VVF is also a rare complication after hysterectomy, the occurrence of which was reported to be 0.1–2.6% [5, 6, 7]. In particular, the occurrence of VVF was reported to be higher in the case of radical hysterectomy [6]. Radical hysterectomy includes partial vaginectomy and was reported to cause ischemic damage and unrecognized visceral injury related to dissection of the vesicovaginal septum [7, 8]. As in the present study, although no studies have reported the risk of developing VVF after surgery for rectal cancer, LAR with hysterectomy and resection of the vaginal wall can theoretically cause VVF.

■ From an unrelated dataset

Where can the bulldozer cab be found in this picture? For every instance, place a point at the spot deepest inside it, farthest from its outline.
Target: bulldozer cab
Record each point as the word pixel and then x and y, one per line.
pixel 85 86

While various surgical procedures for the treatment of RVF and VVF have been advocated, it is still not clear what the most appropriate method of repair is [1, 9, 10]. To the best of our knowledge, there are no reports in which RVF and VVF after LAR were simultaneously treated. This case also demonstrates that the RVF and VVF can be simultaneously treated with surgery. We repaired the VVF and RVF based on the same basic principles: excision of the fistula, closure of the excised space, and tissue coverage. In this case, a diverted stoma decreased local inflammation and improved the healing of perianal lesions. In addition, the RVF was small in size and was observed through the perineum. Thus, we repaired the RVF by using the transperineal approach. A similar method was used in a previous report [11]. The VVF was located near the trigone so that sagittal cystotomy could help identify the VVF and the trigone of the bladder and avoid urinary tract injury. Sagittal cystotomy with a bivalve technique was also beneficial to VVF excision [12, 13]. Moreover, we thought that using an omental graft for tissue interposition contributed to the successful repair in the present case. Tissue interposition improved the success rate of VVF and RVF in other reports [14, 15]. Similar to our report, another previous study reported that omentum interposition with a transabdominal approach was beneficial [13].

Conclusion

RVF and VVF are infrequent but serious postoperative complications, because they worsen patients’ ability to perform activities of daily living. In LAR with hysterectomy and resection of the vaginal wall, the risk of RVF and VVF increases. The excision and closure of the fistula tract and omental flap can be effective to treat both complications.

Statement of Ethics

Written informed consent was obtained from the patient for publication of this case report and any accompanying images.

Disclosure Statements

All authors have no conflicts of interest to disclose.